The back of the truck was open and loaded with boxes labeled with numbers. There was a man inside.

 

On the ground was a woman with a clipboard.

 

“I’m number 56,” I told her.

 

shanghai-house-xiao-long-bao

I had ordered two 5-pound bags of something called Shanghai Xioa Rong Boa. In English they are called soup dumplings. These dumpling have become a big hit in several newer restaurants in Chinatown.

 

Not long ago, Chinatown in Philadelphia was a tired, weary, unexciting place. The restaurants were dirty and the menus hadn’t changed in years. Most, I believe, were owned by long-established Cantonese. Now, after a whole different wave of Chinese immigration, there is a new breed of entrepreneurs in Chinatown. They have opened stylish eateries with fresh, fun, unusual offerings. Some are inexpensive and have attracted large numbers of urban hipsters.

 

As a result of this renaissance, soup dumplings are found all over Chinatown. They come in several varieties. To properly enjoy them, you have to master the technique of eating them.

 

The soup dumpling exterior skin is made from dough. Inside is the filling, usually meat and soup. If you eat them wrong, you risk scolding your tongue on the hot soup, or exploding the dumpling and having soup cascade onto the table and your clothes.

 

One way to eat them is to use a Chinse soup spoon.

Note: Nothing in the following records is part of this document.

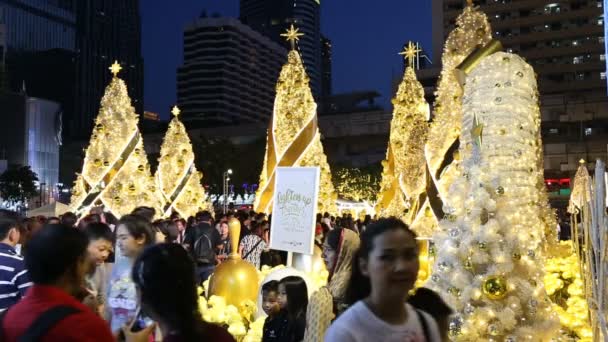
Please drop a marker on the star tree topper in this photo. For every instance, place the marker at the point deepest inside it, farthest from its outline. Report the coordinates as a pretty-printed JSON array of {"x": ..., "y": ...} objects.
[
  {"x": 115, "y": 68},
  {"x": 410, "y": 53},
  {"x": 292, "y": 35},
  {"x": 175, "y": 111}
]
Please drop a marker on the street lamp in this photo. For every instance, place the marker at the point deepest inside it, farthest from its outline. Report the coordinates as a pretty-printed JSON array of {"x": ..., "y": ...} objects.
[{"x": 226, "y": 180}]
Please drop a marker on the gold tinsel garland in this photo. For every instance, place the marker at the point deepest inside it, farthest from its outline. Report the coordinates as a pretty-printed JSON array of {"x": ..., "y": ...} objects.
[
  {"x": 115, "y": 172},
  {"x": 178, "y": 179},
  {"x": 404, "y": 170},
  {"x": 294, "y": 138},
  {"x": 472, "y": 30}
]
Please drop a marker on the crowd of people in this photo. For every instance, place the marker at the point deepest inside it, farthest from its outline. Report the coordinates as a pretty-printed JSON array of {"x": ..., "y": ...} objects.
[{"x": 99, "y": 278}]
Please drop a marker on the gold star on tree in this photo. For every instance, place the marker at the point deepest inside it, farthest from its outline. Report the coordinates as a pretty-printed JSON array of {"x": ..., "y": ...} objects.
[
  {"x": 115, "y": 68},
  {"x": 477, "y": 131},
  {"x": 175, "y": 111},
  {"x": 292, "y": 35},
  {"x": 410, "y": 53}
]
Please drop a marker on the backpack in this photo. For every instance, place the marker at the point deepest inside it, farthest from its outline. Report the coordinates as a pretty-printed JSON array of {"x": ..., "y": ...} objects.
[{"x": 203, "y": 250}]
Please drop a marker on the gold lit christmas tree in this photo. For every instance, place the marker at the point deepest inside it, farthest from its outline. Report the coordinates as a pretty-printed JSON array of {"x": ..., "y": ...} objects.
[
  {"x": 404, "y": 174},
  {"x": 472, "y": 31},
  {"x": 115, "y": 172},
  {"x": 177, "y": 178},
  {"x": 293, "y": 137}
]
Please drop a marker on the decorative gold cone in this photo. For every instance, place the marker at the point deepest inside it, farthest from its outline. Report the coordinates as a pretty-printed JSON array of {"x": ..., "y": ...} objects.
[{"x": 235, "y": 280}]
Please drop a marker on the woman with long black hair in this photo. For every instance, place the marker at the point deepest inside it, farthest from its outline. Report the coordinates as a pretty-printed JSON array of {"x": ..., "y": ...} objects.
[{"x": 165, "y": 279}]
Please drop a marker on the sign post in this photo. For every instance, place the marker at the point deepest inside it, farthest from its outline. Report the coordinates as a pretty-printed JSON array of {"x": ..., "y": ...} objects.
[{"x": 294, "y": 210}]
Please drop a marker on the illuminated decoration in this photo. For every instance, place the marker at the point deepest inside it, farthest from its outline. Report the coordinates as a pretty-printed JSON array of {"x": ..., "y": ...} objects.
[
  {"x": 235, "y": 279},
  {"x": 589, "y": 222},
  {"x": 240, "y": 318},
  {"x": 293, "y": 136},
  {"x": 472, "y": 30},
  {"x": 404, "y": 171},
  {"x": 356, "y": 184},
  {"x": 606, "y": 34},
  {"x": 177, "y": 178},
  {"x": 492, "y": 247},
  {"x": 115, "y": 172},
  {"x": 565, "y": 288}
]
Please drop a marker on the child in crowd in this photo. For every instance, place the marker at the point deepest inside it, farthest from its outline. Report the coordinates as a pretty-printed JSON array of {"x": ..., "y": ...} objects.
[
  {"x": 270, "y": 305},
  {"x": 293, "y": 300},
  {"x": 384, "y": 271},
  {"x": 100, "y": 246}
]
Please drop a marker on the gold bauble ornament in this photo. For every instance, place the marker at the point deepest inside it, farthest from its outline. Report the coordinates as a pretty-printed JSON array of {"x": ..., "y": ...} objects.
[
  {"x": 495, "y": 287},
  {"x": 235, "y": 280}
]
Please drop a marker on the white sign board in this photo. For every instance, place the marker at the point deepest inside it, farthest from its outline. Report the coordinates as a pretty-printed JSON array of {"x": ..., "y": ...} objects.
[{"x": 294, "y": 209}]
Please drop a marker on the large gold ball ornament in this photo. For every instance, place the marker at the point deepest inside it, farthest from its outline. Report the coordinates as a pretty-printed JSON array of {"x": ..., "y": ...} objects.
[
  {"x": 235, "y": 280},
  {"x": 495, "y": 287}
]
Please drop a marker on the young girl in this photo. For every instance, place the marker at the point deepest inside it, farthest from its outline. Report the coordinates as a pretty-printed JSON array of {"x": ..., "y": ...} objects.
[
  {"x": 133, "y": 234},
  {"x": 293, "y": 300},
  {"x": 384, "y": 271}
]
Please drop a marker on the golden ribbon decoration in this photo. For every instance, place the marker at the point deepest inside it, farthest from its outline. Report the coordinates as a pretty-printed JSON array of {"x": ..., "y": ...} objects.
[
  {"x": 388, "y": 196},
  {"x": 109, "y": 176},
  {"x": 289, "y": 158},
  {"x": 170, "y": 199}
]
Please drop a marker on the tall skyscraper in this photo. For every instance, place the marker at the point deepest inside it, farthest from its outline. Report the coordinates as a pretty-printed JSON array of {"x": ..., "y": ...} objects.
[
  {"x": 273, "y": 17},
  {"x": 564, "y": 42},
  {"x": 229, "y": 73},
  {"x": 34, "y": 25},
  {"x": 326, "y": 88},
  {"x": 106, "y": 31}
]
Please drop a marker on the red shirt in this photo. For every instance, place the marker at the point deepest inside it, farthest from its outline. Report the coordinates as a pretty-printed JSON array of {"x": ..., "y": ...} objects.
[{"x": 81, "y": 326}]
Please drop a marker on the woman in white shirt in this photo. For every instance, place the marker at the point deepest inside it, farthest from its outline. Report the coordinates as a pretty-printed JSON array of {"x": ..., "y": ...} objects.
[{"x": 384, "y": 271}]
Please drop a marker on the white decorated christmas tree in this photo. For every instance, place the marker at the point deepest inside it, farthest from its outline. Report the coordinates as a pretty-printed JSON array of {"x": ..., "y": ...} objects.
[{"x": 489, "y": 262}]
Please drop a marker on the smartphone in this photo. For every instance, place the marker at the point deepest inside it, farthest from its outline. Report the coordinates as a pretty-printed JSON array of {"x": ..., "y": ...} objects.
[{"x": 141, "y": 321}]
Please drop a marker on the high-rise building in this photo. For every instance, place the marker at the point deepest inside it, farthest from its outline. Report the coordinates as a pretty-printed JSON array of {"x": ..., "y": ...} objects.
[
  {"x": 30, "y": 134},
  {"x": 107, "y": 30},
  {"x": 229, "y": 73},
  {"x": 564, "y": 42},
  {"x": 326, "y": 87},
  {"x": 273, "y": 17},
  {"x": 34, "y": 25}
]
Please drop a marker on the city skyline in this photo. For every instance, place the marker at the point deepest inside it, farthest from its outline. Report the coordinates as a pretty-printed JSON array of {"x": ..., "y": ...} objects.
[{"x": 360, "y": 60}]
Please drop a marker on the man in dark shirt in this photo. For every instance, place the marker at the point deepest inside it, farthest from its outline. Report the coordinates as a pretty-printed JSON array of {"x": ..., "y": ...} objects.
[
  {"x": 14, "y": 280},
  {"x": 202, "y": 240}
]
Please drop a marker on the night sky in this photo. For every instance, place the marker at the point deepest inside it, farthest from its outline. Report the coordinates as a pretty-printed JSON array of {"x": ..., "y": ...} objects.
[{"x": 366, "y": 37}]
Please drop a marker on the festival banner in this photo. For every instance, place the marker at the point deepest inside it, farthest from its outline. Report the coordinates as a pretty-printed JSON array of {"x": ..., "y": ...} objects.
[{"x": 294, "y": 209}]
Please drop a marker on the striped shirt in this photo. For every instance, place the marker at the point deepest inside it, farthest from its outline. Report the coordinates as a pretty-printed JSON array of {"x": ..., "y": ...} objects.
[{"x": 14, "y": 280}]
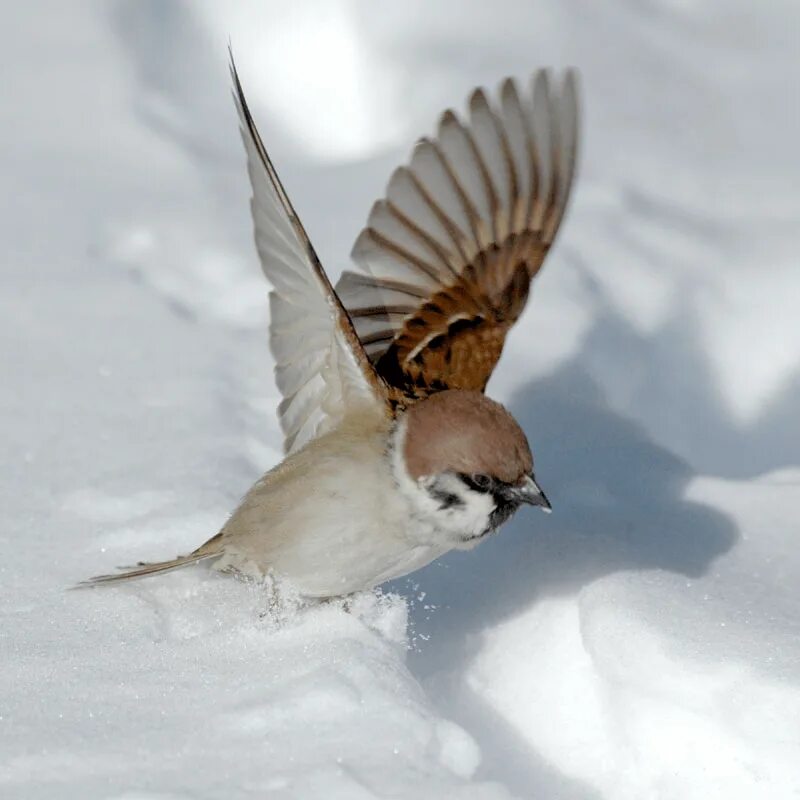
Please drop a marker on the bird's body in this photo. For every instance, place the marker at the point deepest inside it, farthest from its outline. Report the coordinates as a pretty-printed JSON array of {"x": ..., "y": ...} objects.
[
  {"x": 355, "y": 532},
  {"x": 394, "y": 454}
]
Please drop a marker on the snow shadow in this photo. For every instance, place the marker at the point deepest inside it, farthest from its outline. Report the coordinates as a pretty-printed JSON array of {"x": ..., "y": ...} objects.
[{"x": 619, "y": 504}]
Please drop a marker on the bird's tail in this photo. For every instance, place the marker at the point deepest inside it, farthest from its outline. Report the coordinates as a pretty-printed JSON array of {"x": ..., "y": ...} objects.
[{"x": 142, "y": 570}]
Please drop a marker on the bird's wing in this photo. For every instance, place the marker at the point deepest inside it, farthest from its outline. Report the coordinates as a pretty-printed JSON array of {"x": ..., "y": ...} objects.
[
  {"x": 321, "y": 367},
  {"x": 446, "y": 260}
]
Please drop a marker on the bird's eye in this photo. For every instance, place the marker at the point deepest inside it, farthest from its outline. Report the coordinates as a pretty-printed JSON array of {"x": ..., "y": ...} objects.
[{"x": 478, "y": 482}]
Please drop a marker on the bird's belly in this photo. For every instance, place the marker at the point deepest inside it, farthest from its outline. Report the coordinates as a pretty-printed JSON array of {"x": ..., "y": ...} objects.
[{"x": 337, "y": 560}]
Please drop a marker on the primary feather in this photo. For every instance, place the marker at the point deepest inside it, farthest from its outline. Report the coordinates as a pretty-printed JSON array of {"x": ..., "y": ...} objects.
[{"x": 446, "y": 259}]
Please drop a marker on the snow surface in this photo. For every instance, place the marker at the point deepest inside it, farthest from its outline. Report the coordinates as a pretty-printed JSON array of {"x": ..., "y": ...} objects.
[{"x": 642, "y": 643}]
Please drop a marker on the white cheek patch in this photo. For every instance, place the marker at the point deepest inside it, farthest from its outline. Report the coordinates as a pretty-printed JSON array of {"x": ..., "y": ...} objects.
[{"x": 458, "y": 508}]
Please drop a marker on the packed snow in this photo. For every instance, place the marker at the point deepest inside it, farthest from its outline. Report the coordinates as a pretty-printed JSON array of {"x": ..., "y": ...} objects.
[{"x": 640, "y": 643}]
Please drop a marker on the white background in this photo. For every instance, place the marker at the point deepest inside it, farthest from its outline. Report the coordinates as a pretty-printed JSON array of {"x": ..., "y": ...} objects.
[{"x": 640, "y": 643}]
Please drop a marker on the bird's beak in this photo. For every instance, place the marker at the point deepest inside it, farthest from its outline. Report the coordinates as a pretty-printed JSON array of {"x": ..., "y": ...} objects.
[{"x": 529, "y": 492}]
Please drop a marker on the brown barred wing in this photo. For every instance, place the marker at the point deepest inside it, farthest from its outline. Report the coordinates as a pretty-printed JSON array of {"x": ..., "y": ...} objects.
[{"x": 446, "y": 260}]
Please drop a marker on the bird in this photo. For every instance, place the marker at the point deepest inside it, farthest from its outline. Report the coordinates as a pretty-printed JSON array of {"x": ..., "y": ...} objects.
[{"x": 394, "y": 453}]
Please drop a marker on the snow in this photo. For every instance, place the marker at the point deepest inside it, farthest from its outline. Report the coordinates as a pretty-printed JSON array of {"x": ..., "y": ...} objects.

Put the dumpling on the spoon and take a small, gentle bite of the skin. Let some of the hot soup leak out onto the spoon, where it can cool. In addition to cooling, this releases the pressure and prevents an explosion. Sip the cooled soup then, after a moment, bite fully into the dumpling or put the whole thing in your mouth.

 

At Dim Sum Garden on Race Street you can get an order of eight pork soup dumplings for $6.25. These are fresh, not frozen. You can even watch them being made. At the truck, a bag of 100 frozen dumplings is $20.

 

“Only two bags?” the woman outside the truck asked.

 

“Yes, just two.”

 

The man inside put my order in a plastic bag. From the looks of things, all the other orders were in larger boxes.

 

“And, I heard you get a free drink,” I said.

 

The man in the truck put a can of Sacred Lotus Leaf Herbal Tea in my bag. As required, I paid in cash.

 

The tea was from Fujian province in China but the frozen dumplings came from a factory in the Maspeth section of Queens, right near Brooklyn. The commercial neighborhood was established in the 17th century by Dutch and English settlers. I guess immigrants continue to operate strongly there. In fact, Queens – the home of President-elect Donald Trump – may be the most diverse town in all of America, maybe the planet.

queens

“There are 1 million immigrants and a mix that is perhaps unprecedented in this borough’s history,” said Joseph Salvo,  a demographer with the city Planning Department.

 

He said the population is almost equally divided among Asian and Hispanic groups from countries such as China, Guyana, Ecuador, Colombia, the Dominican Republic, India and Korea.

 

Either way, someone there in Maspeth was working a job that helped bring soup dumplings to my table, and people closer to my home have come up with a great and inventive alternative to food shopping in the city.

 

The whole thing seems pretty good, and my thanks go out to the immigrants – or sons and daughters of immigrants – whose hard work and clever approach made it happen. They were attracted to the U.S. because of our system. They learned it, and grew it, and allowed many to benefit from it.

 

Bon appetit! Or maybe I should say, hen hao chi!